Alerting on symptoms instead of causes
Unfortunately, today we can’t have clear insights if our changes have a direct impact on user experience. We come from a mindset of measuring compute resources, e.g. CPU, RAM, and disk utilization, as a way to know if Gitpod is running smoothly. This strategy worked just fine for some time, it was simple to horizontally or vertically increase our nodes, but now we are often seeing that lack of resources are not the reason why Workspaces start to fail. Not to mention that keeping a high number of nodes under a certain threshold is quite challenging.
We want to change this mindset completely! Compute resource metrics may be good for debugging degraded performance during incidents, but shouldn’t be the way we look for degraded user experience. We should be gathering metrics that measure exactly the symptoms that our users complain about during incidents:
As previously said, Workspaces are the core of Gitpod. We should be measuring metrics that tell us how our users are interacting with them:
- How many workspaces are being created and how many fail during this process?
- How many of those Workspaces start in an acceptable time frame?
- After they start, do they remain working until the user chooses to stop them?
Gitpod has a lot more features than just hosting Workspaces but, as a first step, getting metrics and alerts around Workspace behavior will cover most of the complaints we had so far.
Service Level Objectives
These Workspace metrics will be key to our team when performing Site Reliability Engineering, but they alone aren’t enough. They still don’t answer the question: should we be focusing on reliability or feature velocity? We need to set clear expectations about when we consider Gitpod unstable or not.

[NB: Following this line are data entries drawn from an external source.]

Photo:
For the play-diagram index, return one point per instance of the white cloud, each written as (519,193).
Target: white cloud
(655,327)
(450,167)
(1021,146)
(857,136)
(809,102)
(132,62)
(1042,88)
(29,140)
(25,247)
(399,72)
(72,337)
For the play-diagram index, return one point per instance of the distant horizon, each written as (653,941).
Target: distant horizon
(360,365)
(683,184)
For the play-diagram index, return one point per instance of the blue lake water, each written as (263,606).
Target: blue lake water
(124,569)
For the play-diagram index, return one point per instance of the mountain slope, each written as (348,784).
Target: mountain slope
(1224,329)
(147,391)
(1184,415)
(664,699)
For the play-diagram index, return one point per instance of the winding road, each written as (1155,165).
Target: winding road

Service Level Indicators and Service Level Objectives will be our North Stars. And they will be implemented with the metrics mentioned in the previous section of this blog.
SLIs are simple once we implement those metrics. It’s a simple ratio calculation over some time period. E.g.:
The SLOs, on the other hand, are a little bit more complicated. The SLO is a target of reliability that will better represent our users’ “happiness”, and measuring happiness is not really straightforward. We do know that aiming for 100% is not what we nor our users want though. Aiming for 100% means that 0 Workspaces can fail to start. Once we have a stable system, making changes to it, e.g. changing infrastructure to save costs or shipping a new exciting feature, is often the reason why said system becomes unstable even though those changes will often make us and our users more satisfied with our final product.
Now that we agreed that we won’t aim for 100% availability, then what will be our target? Well, internally we do have an informal agreement that:
- 95% of Workspaces should start in less than 2 mins
- 50% of Workspaces should start in less than 15s
- 99.8% of Workspaces should start successfully
- 99.8% of Workspaces should remain working after they start
To be honest, however, in our first interaction it is a little bit unreal to write those targets in stone already. As we already mentioned in this blog post, we still don’t have that measurement very well established, so we don’t know what is the reality that we live in right now. It could be that to achieve those targets, we will need to stop feature development completely just to manually keep everything stable, and this is not what we want!
After implementing our metrics and SLIs, we can create dashboards and reports based on the SLOs’ targets that we’re aiming for in the future, but we will only establish real policies after we get some war experience and develop a good grasp of what we’re dealing with 💪.